35EX:知識は絵の具・1
『35:戦いのあと』以降の話。
女子トリオで各地のことわざについてのちょっとしたやりとり。
「“竜は硬き鱗のみに非ず”かぁ……ドラゴニカのことわざってなんだかドラゴニカらしいわよねぇ」
宿屋で休憩中、ふと思い出したように。女子部屋でのんびり過ごしていたプリエールはそう呟いた。
「ようするに“やられたら倍にしてやり返すから覚悟しろ”って話でしょ?」
『ざっくり言うとそうなるわね。竜騎士たちは血の気が多……誇り高いのよ』
美しき空の覇者、竜騎士。彼女たちの実態をよく知る水竜のミューは、最初に出かかった言葉を咳払いで誤魔化した。
竜は硬き鱗のみに非ず……鋭い爪、獲物を逃さない翼、暴れ回る長い尾。そんな竜に迂闊に手を出そうものなら、無事でいられると思うなという、ドラゴニカのことわざだ。
「ふふ。でもやたらと好戦的な訳ではありませんから。自分から無闇に仕掛けたりはしませんよ?」
「でも手を出されたら倍返しなのよね……」
ミューの隣で淑やかに笑うドラゴニカの王女エルミナことエイミも、奥底にそんな闘志を秘めていることはもはや周知の事実である。
「プリ姉んトコのことわざって、なんだか本のことばっかみたいなイメージあるよね」
と、話題に入ってきたのはベッドで寝そべる明るい義賊の少女サニー。
プリエールがいた魔法都市マギカルーンは彼女をはじめ魔法学者が多く、プリエール自身もよく新しい本を購入しては合間に読み耽っている。
「まぁ、否定しないわ。
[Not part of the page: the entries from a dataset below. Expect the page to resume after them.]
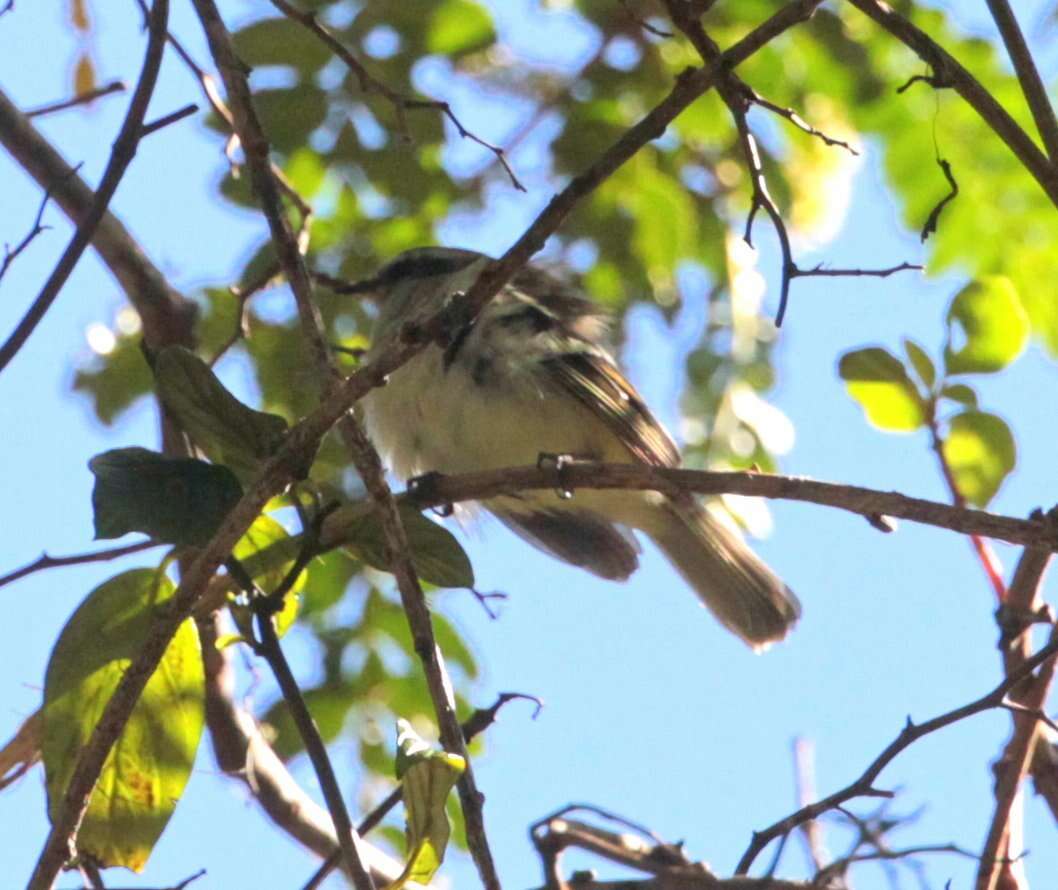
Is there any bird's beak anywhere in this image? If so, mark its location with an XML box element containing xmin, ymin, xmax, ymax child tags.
<box><xmin>334</xmin><ymin>275</ymin><xmax>383</xmax><ymax>302</ymax></box>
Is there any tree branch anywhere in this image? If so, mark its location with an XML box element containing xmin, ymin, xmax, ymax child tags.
<box><xmin>0</xmin><ymin>541</ymin><xmax>162</xmax><ymax>587</ymax></box>
<box><xmin>0</xmin><ymin>0</ymin><xmax>169</xmax><ymax>371</ymax></box>
<box><xmin>402</xmin><ymin>460</ymin><xmax>1058</xmax><ymax>550</ymax></box>
<box><xmin>271</xmin><ymin>0</ymin><xmax>526</xmax><ymax>192</ymax></box>
<box><xmin>0</xmin><ymin>92</ymin><xmax>196</xmax><ymax>348</ymax></box>
<box><xmin>987</xmin><ymin>0</ymin><xmax>1058</xmax><ymax>162</ymax></box>
<box><xmin>198</xmin><ymin>616</ymin><xmax>402</xmax><ymax>886</ymax></box>
<box><xmin>847</xmin><ymin>0</ymin><xmax>1058</xmax><ymax>206</ymax></box>
<box><xmin>735</xmin><ymin>634</ymin><xmax>1058</xmax><ymax>874</ymax></box>
<box><xmin>975</xmin><ymin>625</ymin><xmax>1058</xmax><ymax>890</ymax></box>
<box><xmin>25</xmin><ymin>80</ymin><xmax>128</xmax><ymax>117</ymax></box>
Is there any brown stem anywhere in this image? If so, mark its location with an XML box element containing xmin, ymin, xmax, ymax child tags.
<box><xmin>987</xmin><ymin>0</ymin><xmax>1058</xmax><ymax>162</ymax></box>
<box><xmin>735</xmin><ymin>635</ymin><xmax>1058</xmax><ymax>874</ymax></box>
<box><xmin>0</xmin><ymin>0</ymin><xmax>169</xmax><ymax>371</ymax></box>
<box><xmin>847</xmin><ymin>0</ymin><xmax>1058</xmax><ymax>206</ymax></box>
たとえば“気になる本を見かけたら運命の導きと思え”とか」
『あ、それちょっとわかるかも。新刊で平積みされてる間に買っておかないとすぐ見かけなくなったりするものね』
「そゆこと。その出会いは一度きりの可能性もあるから訪れた機会を大切にしましょうって意味よ」
おおー、と感嘆の声が揃う。素直な声に興が乗ったのか、プリエールも話を続けた。
「ディフェットには“優れた品性と教養は身軽なドレス”って言葉があるそうよ」
「えーと……そのふたつをちゃんと身につけている人は魅力的に見えるってことでしょうか?」
美しいドレスと、品性や教養溢れる人の振る舞いを想像し、エイミはそう尋ねた。
「正解。鉄壁の城塞都市だけあって守ることや城、騎士にちなんだ言葉が多いんだけど、品格も大事にしてるのよ」
「うぇ、なんかメンドくさそう……」
あからさまに顔をしかめるサニーに、プリエールが静かに首を振る。
「上品さとか小難しいマナーとか、そういうことばかりの話ではないのよ。ちょっとした言い回しや態度に気をつけて、他人を不快にしない振る舞い。それならサニーにも心当たりはあるでしょ?」
「な、なるほど……?」
勉強への苦手意識か、サニーの腰がやや引けている。
彼女を見ていると決して頭が悪いわけではないのだが、どうやら机に向かって勉強するといった行為への拒否反応が強いらしい。
「勉強って思うから身構えちゃうのよ。“知識は絵の具”なのよ?」
「ちしきは、えのぐ……?」
またも登場した耳慣れない言葉に、サニーは首を傾げた。